ISC'09 day 2
International SuperComputing 2009 (ISC '09)
- ISC'09 is second the largest supercomputing conference on the calendar, and the largest outside the US.
-
The following notes are pretty much my live transcription as the conference unfolds so please forgive any typos, acronyms not explained etc. I hope you find this useful and/or interesting, please don't hesitate to get in touch if you have any questions!
Conference website.
See also day 1 and day 3 of the conference.
Cloud Computing & HPC - synergy or competition?
A very interesting session to begin the second day of the conference:
- One of the hottest topics in IT today
- Cloud computing brings many benefits such as a "pay as you go" business model
- But HPC is quite different and focuses on performance, also tends to be much more data intensive
System architecture for cloud computing (slides)
Richard Kaufmann, CTO scalable computing, HP
- Checkout http://trends.google.com
- The "Cloud" is designed for massive scale and for large failures in the infrastructure
- E.g. Google, Amazon, Microsoft, Facebook, ...
- Clouds also designed for co-tenancy
- HPC nodes tend to be InfiniBand (IB) interconnected
- HPC also mostly blades these days
- Rule of thumb: 250W per 2 socket server on a typical workload
- Cloud nodes tend to be connected by cheapest Ethernet
- Currently 1 GigE moving to 10 GigE over time
- Dominated by 1U 2S (socket) servers - moving to aggregated servers
- Cloud servers tend to be 160W per 2S server
- HP's designed something very like Google's own internal server
- Cloud servers can accept wrong answer sometimes, implementing reliability in software
- E.g. replication rather than RAID etc.
- Shipping container-based datacentres are becoming mainstream
- Although apparently they're only shipping about one per month
- Cloud racks 5-10KW -> 10-14KW/rack in the future
- HPC racks heading toward 50KW? Water cooled? Probably too high
- Many-core will continue
- More efficient power supplies cost more (e.g. extra $200) but save money over 3 years (~$700) so you do come out ahead (~$500)
- Power supplies are most efficient at around 50% load (this is different from the past)
- Most other speakers were still talking about power supplies still being most efficient near full load though
- Harder to find more power efficiencies
- UPS already 98%
- Power supply already 94%
- Fans already 50W headed towards 10W
- Non-volatile memory (SSDs) will come to help reduce power supply
- E.g. a standard hard drive is about 10-15W (5400 rpm) while an SSD is more like 3-5W
- Though checkpoint/restart is least appropriate for flash-like memory (mostly write, little read)

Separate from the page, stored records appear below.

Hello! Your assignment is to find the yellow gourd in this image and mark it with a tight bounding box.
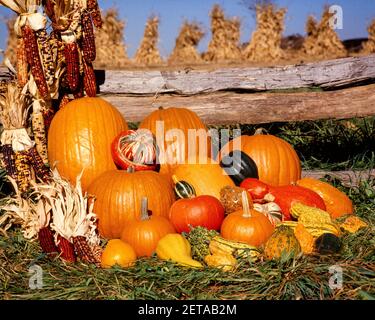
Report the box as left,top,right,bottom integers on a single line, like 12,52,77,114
209,236,260,261
294,223,315,254
156,234,203,268
204,253,237,272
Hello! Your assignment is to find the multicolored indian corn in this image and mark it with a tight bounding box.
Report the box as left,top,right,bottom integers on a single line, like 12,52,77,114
0,144,17,179
64,42,81,92
17,37,28,87
81,10,96,63
83,58,97,97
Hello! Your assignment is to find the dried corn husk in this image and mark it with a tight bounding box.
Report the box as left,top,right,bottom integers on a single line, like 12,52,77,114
134,16,163,66
362,19,375,54
243,4,286,62
168,21,204,65
203,5,242,62
301,7,347,59
94,9,130,69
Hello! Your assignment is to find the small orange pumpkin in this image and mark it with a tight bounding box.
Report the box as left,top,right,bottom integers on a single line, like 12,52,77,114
221,129,301,186
296,178,354,219
220,191,274,247
101,239,137,268
121,198,176,257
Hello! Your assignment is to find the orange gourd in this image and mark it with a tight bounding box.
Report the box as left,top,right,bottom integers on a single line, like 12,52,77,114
221,129,301,186
101,239,137,268
48,97,128,190
172,160,235,200
220,191,274,247
296,178,354,219
139,107,211,181
121,198,176,257
87,169,175,239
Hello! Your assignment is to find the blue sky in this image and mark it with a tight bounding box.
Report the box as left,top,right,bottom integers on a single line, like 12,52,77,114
0,0,374,59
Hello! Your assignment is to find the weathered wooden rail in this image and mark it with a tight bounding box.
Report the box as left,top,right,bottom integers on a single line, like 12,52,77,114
1,55,375,125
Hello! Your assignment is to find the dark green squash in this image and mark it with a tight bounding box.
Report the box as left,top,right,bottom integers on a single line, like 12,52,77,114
315,233,341,254
172,175,196,199
220,150,259,186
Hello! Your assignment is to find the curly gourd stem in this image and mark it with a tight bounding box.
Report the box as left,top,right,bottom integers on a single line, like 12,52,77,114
242,191,252,218
140,197,149,221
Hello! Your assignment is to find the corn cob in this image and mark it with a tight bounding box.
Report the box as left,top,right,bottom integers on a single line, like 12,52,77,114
73,80,84,99
36,28,55,86
64,42,81,92
57,235,76,262
28,147,51,182
14,150,32,193
32,112,48,165
22,26,49,99
59,94,71,109
44,0,56,23
81,11,96,63
83,58,97,97
42,108,55,133
17,37,28,87
73,236,101,265
87,0,103,29
0,144,17,179
38,227,58,256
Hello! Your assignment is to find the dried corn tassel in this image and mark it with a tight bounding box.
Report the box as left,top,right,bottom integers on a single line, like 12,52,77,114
83,59,97,97
73,236,101,265
0,144,17,179
57,235,76,262
81,11,96,63
22,26,49,99
32,112,48,165
14,150,32,193
87,0,103,28
38,227,58,255
64,42,81,92
28,147,51,182
36,28,55,86
17,37,28,87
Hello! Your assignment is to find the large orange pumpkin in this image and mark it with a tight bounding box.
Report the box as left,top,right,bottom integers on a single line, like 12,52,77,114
171,160,235,200
296,178,354,219
48,97,127,190
139,107,211,181
87,170,175,239
221,129,301,186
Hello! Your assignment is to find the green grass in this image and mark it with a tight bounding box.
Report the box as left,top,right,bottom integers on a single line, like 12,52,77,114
0,175,374,300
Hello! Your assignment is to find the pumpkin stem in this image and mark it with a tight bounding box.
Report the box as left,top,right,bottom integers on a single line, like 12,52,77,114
172,175,179,185
140,197,149,221
127,166,135,173
242,191,252,218
254,128,268,136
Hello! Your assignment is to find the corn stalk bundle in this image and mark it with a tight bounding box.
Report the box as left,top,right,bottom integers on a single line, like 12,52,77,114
4,16,18,67
243,4,286,62
0,83,51,193
203,5,242,62
362,19,375,54
134,16,163,66
168,21,204,65
94,9,130,69
301,7,347,59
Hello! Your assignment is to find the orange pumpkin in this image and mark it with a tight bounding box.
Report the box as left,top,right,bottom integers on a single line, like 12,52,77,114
220,191,274,247
296,178,354,219
48,97,127,190
139,107,211,182
87,170,175,239
221,129,301,186
121,198,176,257
171,160,235,200
101,239,137,268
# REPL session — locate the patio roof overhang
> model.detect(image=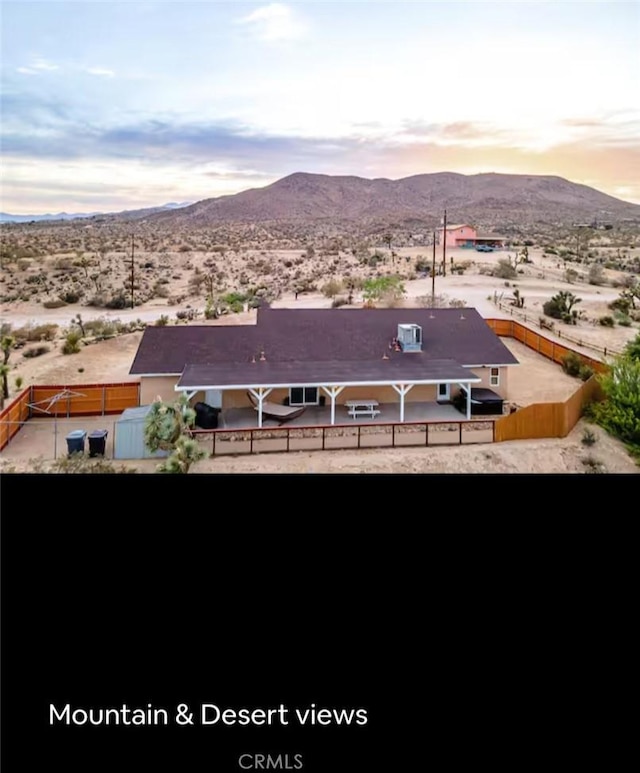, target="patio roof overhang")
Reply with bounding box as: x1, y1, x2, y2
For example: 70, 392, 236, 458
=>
175, 358, 482, 391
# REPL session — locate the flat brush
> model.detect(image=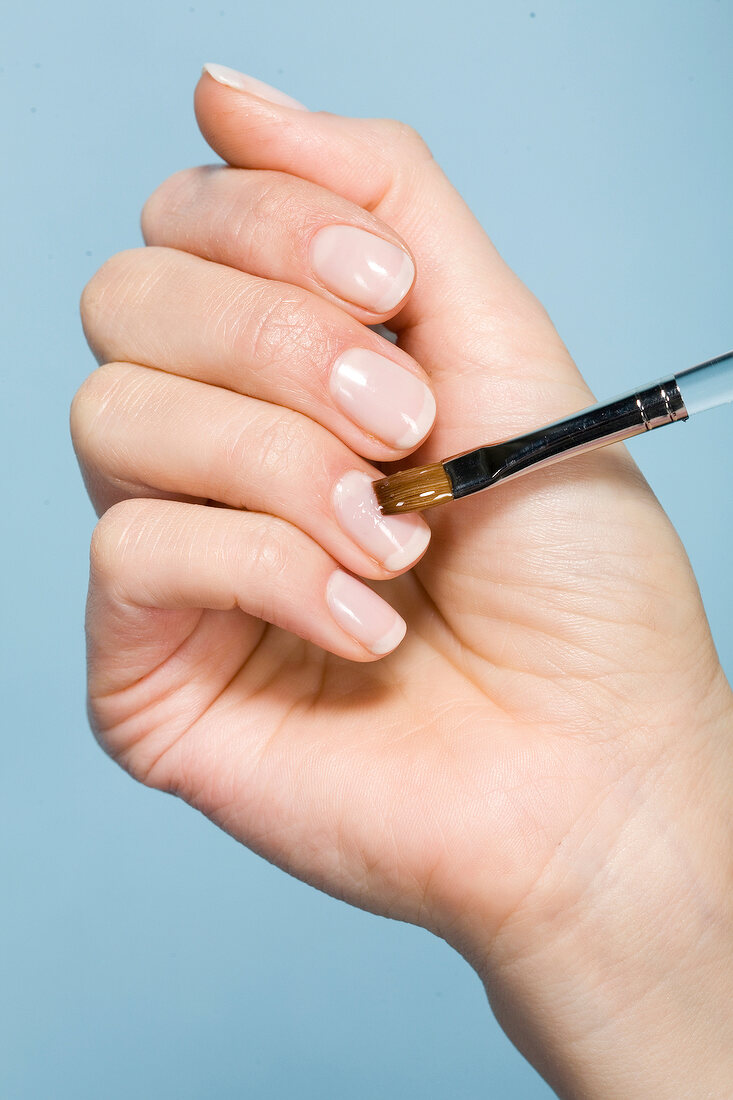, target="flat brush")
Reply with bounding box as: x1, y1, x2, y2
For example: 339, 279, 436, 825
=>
374, 351, 733, 515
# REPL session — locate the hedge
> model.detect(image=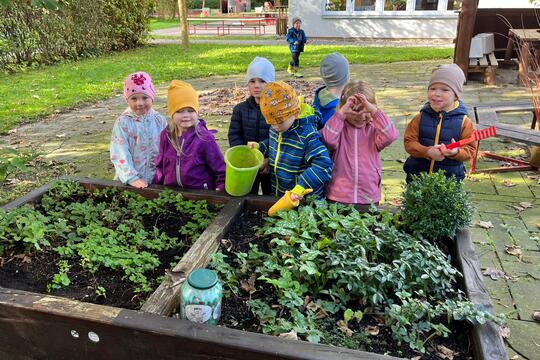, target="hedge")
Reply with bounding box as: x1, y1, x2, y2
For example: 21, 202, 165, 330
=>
0, 0, 154, 71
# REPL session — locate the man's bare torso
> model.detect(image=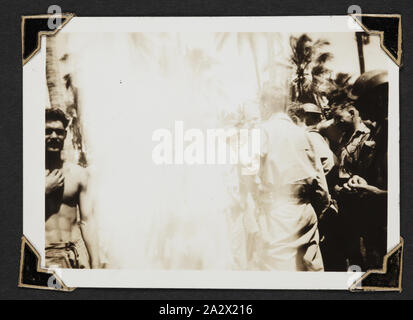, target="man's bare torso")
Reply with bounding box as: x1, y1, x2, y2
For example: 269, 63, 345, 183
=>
45, 163, 85, 245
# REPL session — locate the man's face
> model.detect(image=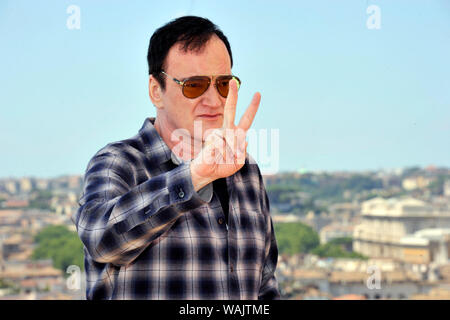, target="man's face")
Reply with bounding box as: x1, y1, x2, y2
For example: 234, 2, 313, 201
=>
158, 35, 232, 141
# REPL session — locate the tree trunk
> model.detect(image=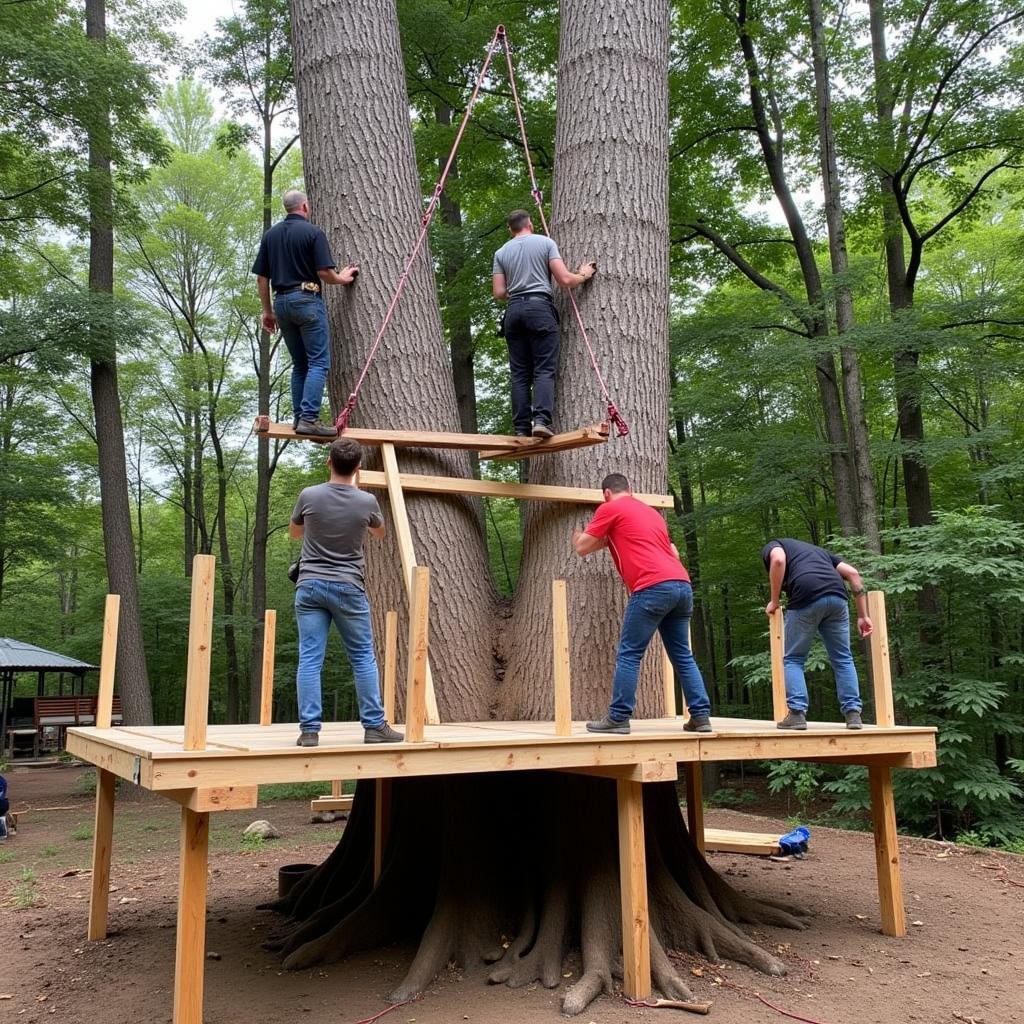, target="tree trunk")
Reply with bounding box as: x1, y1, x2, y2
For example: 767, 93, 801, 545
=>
85, 0, 153, 726
808, 0, 879, 551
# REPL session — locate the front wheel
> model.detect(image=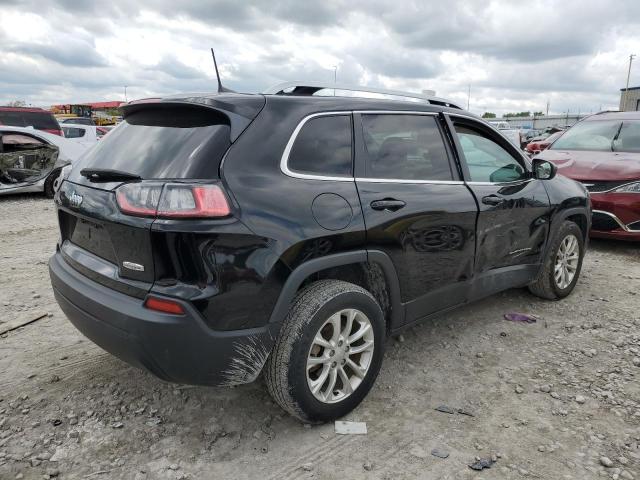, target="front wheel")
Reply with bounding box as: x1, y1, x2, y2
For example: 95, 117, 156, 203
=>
528, 220, 585, 300
44, 168, 61, 199
265, 280, 385, 423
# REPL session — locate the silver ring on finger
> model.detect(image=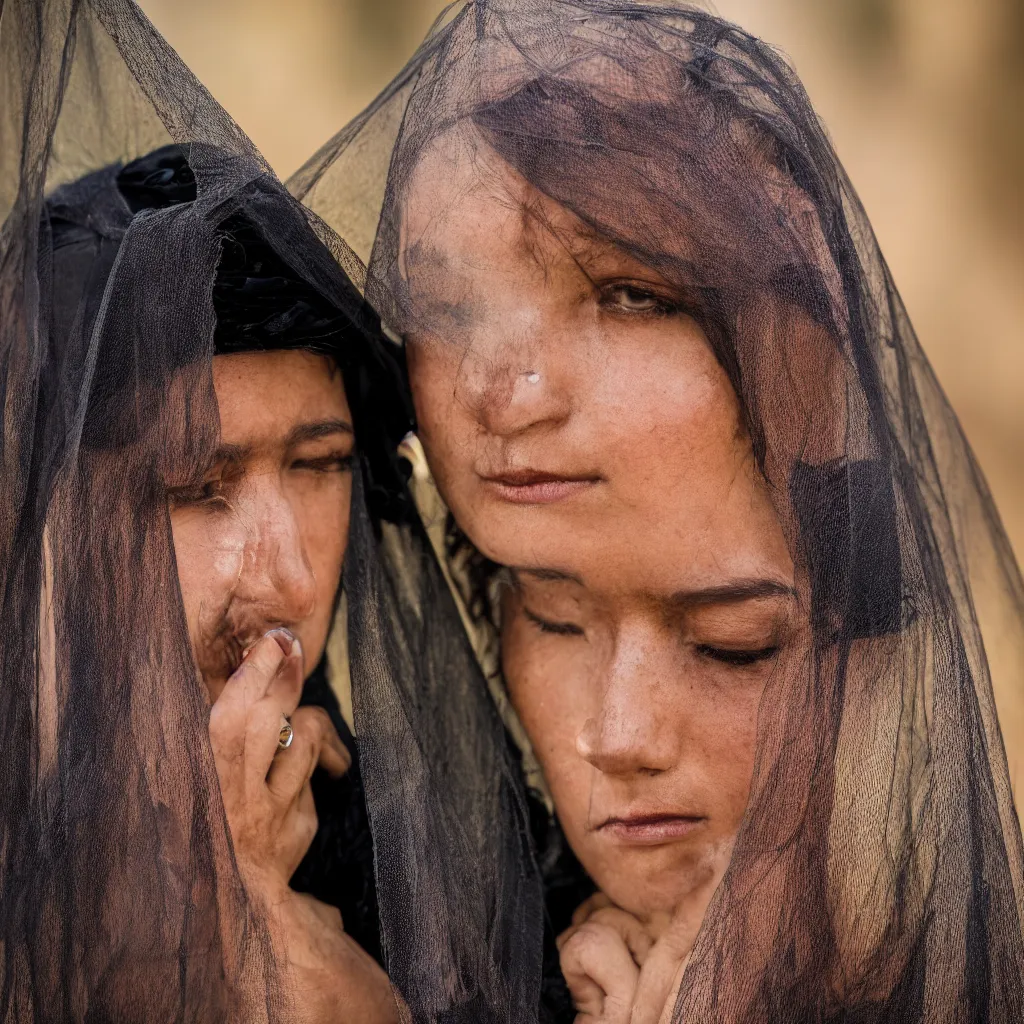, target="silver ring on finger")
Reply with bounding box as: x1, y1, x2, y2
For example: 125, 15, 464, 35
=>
277, 714, 294, 751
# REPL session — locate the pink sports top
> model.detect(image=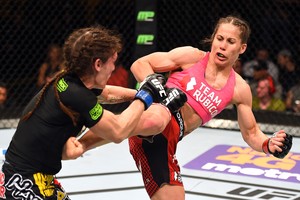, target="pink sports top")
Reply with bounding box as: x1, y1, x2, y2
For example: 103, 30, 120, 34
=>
166, 52, 235, 125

- Virtualisation isn't necessarily implied by cloud computing - Google doesn't like virtualisation, for example
- "Private clouds" - using cloud techniques to manage your own resources
System architecture for cloud computing (slides)
Marc Hamilton, VP, Sun
- Cloud characterised by:
- Virtualisation?,
- Multi-tenancy,
- Real-time user controlled provisioning and
- Pay per use
- Still lots of old OS support required - some apps only run on RedHat 3 for example
- I/O intensive workloads suffer a performance hit in the presence of virtualisation (e.g. IB)
- SunCloud runs on 10,000 servers in a Sun test bed today
- Still small compared to Google or Amazon
- Study in April 2009 IEEE Computer, Ed Tailor, TACC, looked at performance-weighted cost of a server
- Moore's Law decay in the value of a server
- Looked at 3 ownership models
- Showed that for 30,000 cores or above it's cheaper to buy your own system outright
- But below 300 cores it was more cost effective to go pay per use
- Was research funded by NSF though! (vested interest in justifying buying large systems)
- Cloud computing includes:
- Software as a service (SaaS) - SalesForce
- Platform as a service (PaaS) - Google app engine
- Infrastructure as a service (IaaS) - Amazon, Microsoft, Mosso
- IEEE Computer Dec 2007 Microsoft article said we'd need national level PetaScale computing centre
- Hybrid clouds?
Clouds for HPC: potential & challenges (slides)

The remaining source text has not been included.